The real estate markets in Victoria and Vancouver appear to be bucking a national trend.

The real estate markets in Victoria and Vancouver appear to be bucking a national trend. Both have reported significant drops in average selling price through the first quarter of the year while the rest of the country is experiencing gains, according to a new Royal LePage survey.

The average selling price across common types of housing were higher year-over-year in most Canadian markets, with gains for houses at 2.4 per cent and condominiums up 1.2 per cent. But the same could not be said for the two largest B.C. markets.

In Victoria, the average price of a standard detached home dropped 1.5 per cent to $452,115 over the first three months of this year. The price of a bungalow dropped 3.8 per cent to $452,140 and condos fell 7.0 per cent to $267,000.

In Vancouver, which is still the most expensive housing market in the country, the average selling price of detached houses dropped 5.6 per cent to $1.116 million, bungalows fell 5.1 per cent to $1,013,750 and the average condo price slipped 5.6 per cent to $481,250.

B.C.’s decreases across all housing types is down to an overall reduction in activity from both buyers and sellers, which continues to drive prices down, Royal LePage said.

The trend outlined by Royal LePage mirrored statistics released earlier this week by the Victoria Real Estate Board.

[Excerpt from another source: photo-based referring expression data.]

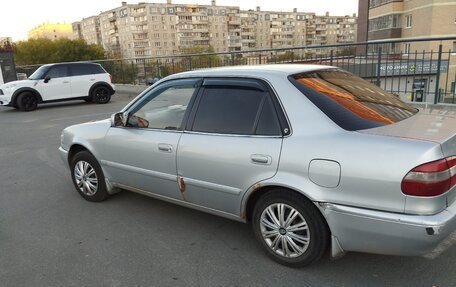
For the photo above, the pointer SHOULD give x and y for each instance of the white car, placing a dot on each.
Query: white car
(59, 82)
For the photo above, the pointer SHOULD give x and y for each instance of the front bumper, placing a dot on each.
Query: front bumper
(5, 100)
(371, 231)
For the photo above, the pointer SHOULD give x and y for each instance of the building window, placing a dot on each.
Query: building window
(408, 21)
(407, 48)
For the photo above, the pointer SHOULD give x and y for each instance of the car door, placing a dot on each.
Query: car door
(56, 83)
(142, 155)
(233, 140)
(82, 79)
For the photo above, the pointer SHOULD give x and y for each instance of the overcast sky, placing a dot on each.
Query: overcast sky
(18, 17)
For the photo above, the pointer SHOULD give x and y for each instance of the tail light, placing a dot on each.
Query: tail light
(431, 179)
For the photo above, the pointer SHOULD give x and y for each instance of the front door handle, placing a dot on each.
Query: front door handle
(261, 159)
(165, 147)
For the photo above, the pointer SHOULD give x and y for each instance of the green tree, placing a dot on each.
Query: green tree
(43, 51)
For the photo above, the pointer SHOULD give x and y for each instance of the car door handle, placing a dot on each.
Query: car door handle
(261, 159)
(165, 147)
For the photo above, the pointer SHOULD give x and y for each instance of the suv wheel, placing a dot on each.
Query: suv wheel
(101, 95)
(290, 228)
(88, 177)
(27, 101)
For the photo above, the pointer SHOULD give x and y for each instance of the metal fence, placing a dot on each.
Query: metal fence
(418, 70)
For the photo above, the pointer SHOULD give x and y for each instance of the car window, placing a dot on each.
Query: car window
(164, 107)
(235, 110)
(86, 69)
(351, 102)
(59, 71)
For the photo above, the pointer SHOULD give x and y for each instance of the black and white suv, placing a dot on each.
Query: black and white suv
(59, 82)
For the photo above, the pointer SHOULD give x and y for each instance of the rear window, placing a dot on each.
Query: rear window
(351, 102)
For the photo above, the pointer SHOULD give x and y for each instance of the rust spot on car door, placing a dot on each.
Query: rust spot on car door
(181, 183)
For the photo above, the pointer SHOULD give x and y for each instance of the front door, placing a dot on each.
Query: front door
(233, 141)
(58, 84)
(143, 154)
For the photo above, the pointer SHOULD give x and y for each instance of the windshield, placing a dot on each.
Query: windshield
(350, 101)
(39, 74)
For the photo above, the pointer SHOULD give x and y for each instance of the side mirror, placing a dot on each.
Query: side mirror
(119, 119)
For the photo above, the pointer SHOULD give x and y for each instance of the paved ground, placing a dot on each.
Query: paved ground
(50, 236)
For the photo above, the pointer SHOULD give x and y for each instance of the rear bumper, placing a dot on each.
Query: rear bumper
(364, 230)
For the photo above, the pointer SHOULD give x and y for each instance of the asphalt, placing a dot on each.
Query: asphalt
(50, 236)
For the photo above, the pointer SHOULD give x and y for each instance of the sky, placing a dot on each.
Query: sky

The board’s data revealed, while sales picked up in March, they still lag behind last year’s pace and the average price per sold unit last month was $455,180, down from $474,656 in 2012.

Victoria Real Estate Board president Shelley Mann was loath to compare the first quarters of this year and last, noting the change in lending rules that came into effect in the middle of 2012 skewed results.

“The first six months of 2012 were reasonably strong, and then mortgage amortization rules changed in July. The revised lending rules affected buyers’ abilities to qualify for mortgages and we are still feeling those effects on the market,” she said.

Royal LePage president Phil Soper said the Canadian housing industry is in an unusual situation.

“The combination of low mortgage rates and flat home prices, against a background of general economic improvement across the nation, is not something we’ve seen before,” he said. “Typically, one of these variables is moving hard in an opposite direction.”

Soper acknowledged that there have been warnings of impending market upset and dramatic price decreases, but said there’s no evidence of that other than on the west coast.

“The current environment is very supportive for housing,” Soper added.

However, he admitted timing house prices to trends in a given neighbourhood is difficult.

“It is important to remember that Canada is a collection of regional markets. Case in point, we see renewed strength in the Alberta and Saskatchewan markets in early 2013, based on the health of the energy sector … In Vancouver, affordability concerns dampened demand significantly,” he said.